Exp Dermatol. 2013 Nov;22(11):754-6. doi: 10.1111/exd.12234.
Epidermal barrier acquisition during late mammalian development is a prerequisite for terrestrial existence. Over a 24-h period, the epidermis goes from being a barrier-deficient, dye permeable epithelium to a barrier-competent epithelium. We have previously shown that Akt signalling is necessary for barrier acquisition in the mouse and that the protein phosphatase 2A regulatory subunit Ppp2r2a causes barrier acquisition by dephosphorylation of cJun. Here, we demonstrate that there is transient interaction between the gap junction protein Connexin 43 (Cx43) and Zonula occludins-1 (Zo-1) during epidermal barrier acquisition. Ppp2r2a knockdown prevented plasma membrane co-localisation and interaction between the two proteins. Ppp2r2a knockdown also increased phosphorylation at Serine 368 of Connexin 43. Cx43 phosphorlyation at Serine368 occurred just prior to the interaction between Connexin 43 and Zo-1. We therefore propose a model in which Ppp2r2a is required both for the initial interaction between Zo-1 and Cx43 and the consequent dephosphorylation of Connexin 43, preventing interaction of Zo-1 and allowing Zo-1 to initiate tight junction formation and barrier acquisition.
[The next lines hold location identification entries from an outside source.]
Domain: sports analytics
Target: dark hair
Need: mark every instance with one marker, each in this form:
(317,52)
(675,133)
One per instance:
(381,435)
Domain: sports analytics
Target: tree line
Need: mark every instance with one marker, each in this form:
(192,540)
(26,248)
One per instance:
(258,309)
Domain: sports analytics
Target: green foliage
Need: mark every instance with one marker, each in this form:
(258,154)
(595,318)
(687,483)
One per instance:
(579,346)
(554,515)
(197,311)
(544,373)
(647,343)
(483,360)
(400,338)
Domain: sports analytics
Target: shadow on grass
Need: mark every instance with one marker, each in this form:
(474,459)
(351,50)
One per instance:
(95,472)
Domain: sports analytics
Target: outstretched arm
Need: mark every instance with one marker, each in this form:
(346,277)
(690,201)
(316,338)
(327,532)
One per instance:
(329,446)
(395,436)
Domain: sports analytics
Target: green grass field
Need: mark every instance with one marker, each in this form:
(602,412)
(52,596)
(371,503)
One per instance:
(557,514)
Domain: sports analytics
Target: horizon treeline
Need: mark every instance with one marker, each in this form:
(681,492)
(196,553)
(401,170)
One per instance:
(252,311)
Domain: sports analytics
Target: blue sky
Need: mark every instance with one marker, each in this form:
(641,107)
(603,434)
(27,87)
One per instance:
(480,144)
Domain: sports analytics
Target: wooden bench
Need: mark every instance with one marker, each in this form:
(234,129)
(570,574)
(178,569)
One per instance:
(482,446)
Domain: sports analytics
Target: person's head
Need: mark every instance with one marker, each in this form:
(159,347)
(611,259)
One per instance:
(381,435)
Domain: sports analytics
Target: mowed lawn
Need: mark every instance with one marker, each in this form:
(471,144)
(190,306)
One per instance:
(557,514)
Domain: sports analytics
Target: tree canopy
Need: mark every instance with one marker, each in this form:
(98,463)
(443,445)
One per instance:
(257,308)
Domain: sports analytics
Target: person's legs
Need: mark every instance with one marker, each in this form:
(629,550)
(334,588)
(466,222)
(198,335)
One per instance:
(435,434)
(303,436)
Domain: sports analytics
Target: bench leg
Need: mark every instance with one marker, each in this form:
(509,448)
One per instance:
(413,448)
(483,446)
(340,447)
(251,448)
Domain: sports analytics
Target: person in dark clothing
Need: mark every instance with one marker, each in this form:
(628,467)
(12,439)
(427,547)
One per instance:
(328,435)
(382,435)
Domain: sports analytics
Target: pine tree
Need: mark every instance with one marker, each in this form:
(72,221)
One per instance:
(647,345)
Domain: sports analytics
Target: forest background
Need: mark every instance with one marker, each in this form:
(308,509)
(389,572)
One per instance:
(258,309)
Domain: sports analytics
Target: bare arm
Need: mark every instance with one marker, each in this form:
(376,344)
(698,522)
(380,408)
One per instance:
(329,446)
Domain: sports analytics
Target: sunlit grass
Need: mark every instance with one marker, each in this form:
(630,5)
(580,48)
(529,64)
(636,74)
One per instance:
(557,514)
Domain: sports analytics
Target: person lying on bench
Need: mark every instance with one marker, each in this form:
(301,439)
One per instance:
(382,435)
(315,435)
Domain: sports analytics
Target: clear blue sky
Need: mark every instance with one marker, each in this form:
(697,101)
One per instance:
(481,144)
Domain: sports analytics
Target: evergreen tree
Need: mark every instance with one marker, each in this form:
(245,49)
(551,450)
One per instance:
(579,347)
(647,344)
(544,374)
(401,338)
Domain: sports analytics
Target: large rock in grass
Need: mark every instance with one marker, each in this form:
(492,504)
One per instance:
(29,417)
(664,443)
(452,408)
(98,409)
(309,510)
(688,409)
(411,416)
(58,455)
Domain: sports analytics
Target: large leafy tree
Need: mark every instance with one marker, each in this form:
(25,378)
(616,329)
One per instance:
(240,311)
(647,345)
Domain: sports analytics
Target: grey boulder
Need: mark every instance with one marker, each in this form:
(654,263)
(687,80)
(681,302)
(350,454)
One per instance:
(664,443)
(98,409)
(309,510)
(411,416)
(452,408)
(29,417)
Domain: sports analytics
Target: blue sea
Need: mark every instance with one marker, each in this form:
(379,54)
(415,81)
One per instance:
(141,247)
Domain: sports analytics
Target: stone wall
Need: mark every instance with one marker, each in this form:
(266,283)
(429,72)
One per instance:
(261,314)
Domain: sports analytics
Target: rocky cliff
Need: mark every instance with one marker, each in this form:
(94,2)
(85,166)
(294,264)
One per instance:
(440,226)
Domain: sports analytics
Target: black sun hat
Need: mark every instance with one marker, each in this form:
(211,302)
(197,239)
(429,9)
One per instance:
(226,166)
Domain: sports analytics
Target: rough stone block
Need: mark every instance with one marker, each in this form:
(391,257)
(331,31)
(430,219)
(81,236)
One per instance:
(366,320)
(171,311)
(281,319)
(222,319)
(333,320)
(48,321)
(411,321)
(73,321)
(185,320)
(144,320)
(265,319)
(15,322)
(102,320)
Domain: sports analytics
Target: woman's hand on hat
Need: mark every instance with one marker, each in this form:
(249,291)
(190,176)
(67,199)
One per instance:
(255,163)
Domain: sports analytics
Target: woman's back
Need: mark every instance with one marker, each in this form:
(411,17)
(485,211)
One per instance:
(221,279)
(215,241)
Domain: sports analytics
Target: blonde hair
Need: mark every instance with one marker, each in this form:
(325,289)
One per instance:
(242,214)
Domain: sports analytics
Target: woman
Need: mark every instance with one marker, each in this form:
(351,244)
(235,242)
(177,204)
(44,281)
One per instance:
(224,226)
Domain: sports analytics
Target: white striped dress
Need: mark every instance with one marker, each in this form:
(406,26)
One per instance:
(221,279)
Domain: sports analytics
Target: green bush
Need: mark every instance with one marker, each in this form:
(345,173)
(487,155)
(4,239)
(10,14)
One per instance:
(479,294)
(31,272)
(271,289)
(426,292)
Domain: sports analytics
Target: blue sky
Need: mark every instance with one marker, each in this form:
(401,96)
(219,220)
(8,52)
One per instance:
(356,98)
哺乳动物晚期表皮屏障的获得是陆地生存的先决条件。在 24 小时内,表皮从一个屏障缺陷、染料可渗透的上皮细胞转变为一个具有屏障功能的上皮细胞。我们之前已经表明,Akt 信号通路对于小鼠表皮屏障的获得是必需的,而蛋白磷酸酶 2A 的调节亚基 Ppp2r2a 通过使 cJun 去磷酸化来导致屏障的获得。在这里,我们证明在表皮屏障获得过程中,间隙连接蛋白 Connexin 43 (Cx43) 和 Zonula occludins-1 (Zo-1) 之间存在短暂的相互作用。Ppp2r2a 的敲低阻止了这两种蛋白在质膜上的共定位和相互作用。Ppp2r2a 的敲低也增加了 Connexin 43 的丝氨酸 368 的磷酸化。Connexin 43 的 Ser368 磷酸化发生在 Connexin 43 与 Zo-1 相互作用之前。因此,我们提出了一个模型,即 Ppp2r2a 既需要 Zo-1 和 Cx43 之间的初始相互作用,也需要随后的 Connexin 43 的去磷酸化,以防止 Zo-1 的相互作用,并允许 Zo-1 启动紧密连接的形成和屏障的获得。